The government and Ofgem plan to create a special administrator to step in if there are no takers for the customers of a failed company, Kwarteng said in a tweeted statement.
A supplier would have to buy power and gas for any new customers in the wholesale market, where prices are near record highs.
"Some energy companies are facing pressure,” Kwarteng tweeted. "Ofgem has robust measures in place to ensure that customers do not need to worry, their needs are met, and their gas and electricity supply will continue uninterrupted if a supplier fails.”

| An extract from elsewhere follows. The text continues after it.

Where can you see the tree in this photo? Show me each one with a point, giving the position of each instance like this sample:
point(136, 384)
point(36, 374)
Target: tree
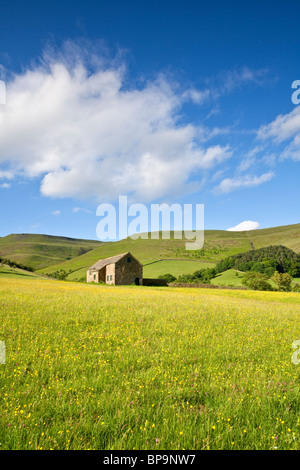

The cost is typically pooled among energy companies and then passed on to consumers when an energy supplier goes under. There are also contributions toward renewables subsidies and security of supply measures that all suppliers have to pay. These unpaid bills will be shared around the companies still left.
Ofgem chooses a new supplier for customers following a competitive bidding process but they can leave at any point. The regulator advises people to ask the new company to put them on their cheapest tariff or shop around and find a new deal.
For example, EDF was chosen to take on the 220,000 household customers of failed Utility Point on Sept 17.
"If the current situation continues then there will be a risk the winter becomes one where the market goes back in time, and a monopoly returns leaving just a handful of energy suppliers,” said Steven Redmayne, chief operating officer of Green Supplier Ltd, a small supplier in the northeast of England. "This will reduce competition and harm customers’ choices and increasing the price they pay.”
Kwarteng on Sunday met with Tony Will, chief executive officer of CF Industries Holdings Inc. after the fertiliser company said it was shutting two plants in the UK because of high gas prices.
CF Industries makes carbon dioxide (C02) as a byproduct, which has multiple uses in food packaging and transport, as well as in slaughterhouses and in the medical industry.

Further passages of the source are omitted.